Les tenues remarquables que les courtisanes peuvent et doivent même assumer est directement liée à leur position sociale : une position liminaire, localisée au seuil du monde élégant mais toujours refoulée hors de son centre et de ses grandes instances de légitimation. Elles ont leurs loges à l’Opéra, mais ne sont jamais saluées par les grands noms féminins de l’aristocratie. Leur visibilité publique relève toujours de l’obscénité, c’est-à-dire de l’exhibition de ce qui devrait rester, selon les normes de convenance en vigueur, en dehors de la scène sociale. Depuis cette position à la fois proche et marginale, elles développent des pratiques vestimentaires en rupture avec les règles strictes du monde aristocratique et grand-bourgeois, où la somptuosité, l’érotisme et l’excentricité se montrent solidaires. La nécessité de la séduction appelle des accords de couleurs plus vifs, des bijoux plus nombreux et des décolletés plus profonds. Mais, on le voit bientôt, les robes dites « affichantes » des demi-mondaines, robes scandaleuses taxées de vulgarité par les épouses et les sœurs de leurs clients, se situent dans une position d’avance temporelle, puisque ces audaces font régulièrement école et que les indécences de la veille se révèlent souvent être les modes aristocratiques du lendemain. En témoignent, outre un espionnage stylistique constant, les foules de femmes du monde présentes lors des ventes aux enchères où se dispersent à prix d’or les possessions des grands noms du demi-monde parisien. Ou encore, le fait que Charles Frédérick Worth, entré dans la postérité comme « père de la haute couture », admire ainsi que le raconte son fils dans son autobiographie, les audaces stylistiques des grandes courtisanes de son temps et s’en inspire directement dans certaines de ses créations.
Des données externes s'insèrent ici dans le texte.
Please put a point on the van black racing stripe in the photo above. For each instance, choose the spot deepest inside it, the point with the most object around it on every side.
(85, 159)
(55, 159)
Précédant les goûts des femmes du monde aussi bien que les idées des couturiers, les courtisanes font ainsi de leur vitesse obscène – vitesse de la provocation et de la disponibilité sexuelle, vitesse de la dépense, vitesse de l’originalité – l’un des pôles directeurs de l’évolution du goût de leur temps. Elles incarnent dans le domaine de la mode les critères artistiques nés avec l’époque romantique, décrits en ces termes par Paul Valéry : « l’art se vit condamné à un régime de ruptures successives. Il naquit un automatisme de la hardiesse. Elle devint impérative comme la tradition l’avait été[4]. » Chez elles, cette hardiesse est d’une importance culturelle d’autant plus grande qu’elle se déploie en un temps où de véritables transgressions sont encore possibles dans le domaine de la mode : une femme trop court vêtue peut être mise à la porte d’un bal pour indécence, et l’adoption de comportements et d’éléments de costume masculins constituer l’objet d’un véritable scandale moral. En multipliant des transgressions vestimentaires qui sont ensuite reprises et banalisées par celles qui les imitent, elles comptent parmi les forces déterminantes dans la genèse de la mode sous la forme que nous connaissons aujourd’hui. C’est-à-dire que leur pratique systématique de la rupture, contribue, par excès de transgression, à préparer l’impossibilité future de toute transgression. Leur vitesse se manifeste comme forme sans contenu : elle poursuit, une fois les privilèges vestimentaires abolis par la Révolution Française, l’instauration d’une ère de libre jeu des formes de mode, ère des formes vides qui est aussi une ère de la séduction, capable de réduire tout signe à une puissance d’appel sexuel. De la fluidité de la convertibilité monétaire inhérente au monde de la prostitution découle ainsi une logique de fluidification des contenus, transformant tout signe vestimentaire déterminé en colifichet érotique. Ambassadrices de formes nouvelles, les courtisanes sont donc d’abord ambassadrices d’une nouvelle rythmique de mode, d’un temps de la rupture, qui, comme l’argent égalise toutes les marchandises, vient égaliser et rendre interchangeables toutes les significations. La vitesse est à la fois la forme et le fond – ou, la forme sans fond – de la culture qu’elles annoncent.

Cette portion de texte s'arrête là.